This overview provides clear, factual guidance on the corporate tax regime in Mexico, tailored for companies seeking to understand national requirements and obligations in 2025. It highlights the standard corporate tax rate, base assessment, and withholding tax structure based on official figures.
Corporate Tax Structure in Mexico (2025)
For the 2025 fiscal year, Mexico applies a flat-rate corporate income tax, assessed on company profits. There are no sliding brackets or tiered systems for corporate entities; all taxable profits are subject to the same fixed rate.
| Assessment Basis | Tax Rate (%) | Currency (MXN) |
|---|---|---|
| Corporate Profits | 30% | MX$ |
The 30% corporate income tax is applicable to most resident companies in Mexico. The taxable base is generally defined as profits generated from business operations within the country.
Withholding Tax on Dividend Distributions
Mexico imposes a specific withholding tax when companies pay out dividends. This surtax applies in the following circumstances:
| Description | Surtax Rate (%) | Currency (MXN) |
|---|---|---|
| Withholding tax on dividends paid to individuals or foreign residents (including foreign corporations) | 10% | MX$ |
If a Mexican company distributes dividends to either an individual resident or to a foreign shareholder (including foreign corporate shareholders), a 10% withholding tax is levied on the distributed amount. Note that this withholding is separate from (and applies in addition to) the corporation’s main 30% income tax liability.

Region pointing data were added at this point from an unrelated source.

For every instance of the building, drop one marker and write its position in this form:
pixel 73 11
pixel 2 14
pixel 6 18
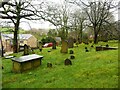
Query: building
pixel 7 40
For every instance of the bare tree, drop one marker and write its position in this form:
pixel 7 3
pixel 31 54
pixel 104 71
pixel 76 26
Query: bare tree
pixel 98 13
pixel 16 10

Compliance and Filing Requirements
There is no information available regarding holding periods for shares or deferred dividend payout structures affecting the corporate income tax or withholding tax regime. Companies should monitor any annual updates from local authorities, as corporate tax regulations can occasionally be subject to amendment.
Summary Table: Key Corporate Tax Data for Mexico (2025)
| Parameter | Value | Currency/Unit |
|---|---|---|
| Corporate Tax Rate | 30% | MX$ (MXN) |
| Tax Rate Structure | Flat | – |
| Assessment Basis | Corporate profits | – |
| Withholding Tax on Dividends to Individuals/Foreign Residents | 10% | MX$ (MXN) |
Currency and USD Equivalency
All official tax liabilities are assessed in Mexican pesos (MX$). For clarity, as of early 2025, the exchange rate is approximately MX$17 = US$1 (based on prevailing market rates). For example, a profit of MX$1,000,000 (≈ US$58,823) would incur a corporate tax of MX$300,000 (≈ US$17,647).
Pro Tips: Navigating Mexico’s Corporate Taxes
- Plan for the Full Tax Burden: When calculating total tax costs on distributed profits, factor both the 30% corporate tax and the 10% dividend withholding tax to avoid surprises at fiscal year-end.
- Structure Cross-Border Dividends Carefully: If your business has foreign shareholders, ensure that dividend planning accounts for the 10% withholding rate, as it applies to all dividends paid abroad regardless of shareholding structure.
- Monitor for Policy Updates: Although the flat rate is consistent, stay updated via official Mexican government channels for any changes to withholding, assessment bases, or potential credits.
- Consult for Treaty Benefits: Double-check if international tax treaties may provide relief or credits against Mexican withholding tax for foreign recipients, even though this information is not provided here.
Official Resources
- Ministry of Finance and Public Credit (Gobierno de México)
- Servicio de Administración Tributaria (SAT)
In summary, Mexico’s corporate tax regime for 2025 is direct and easily quantifiable: a 30% flat tax on corporate profits and an additional 10% withholding on dividend payouts to individuals and foreign shareholders. While dividend and holding period specifics are not officially disclosed, keeping current with official updates and planning cross-border profit distributions with both rates in mind is prudent for international businesses operating or investing in Mexico.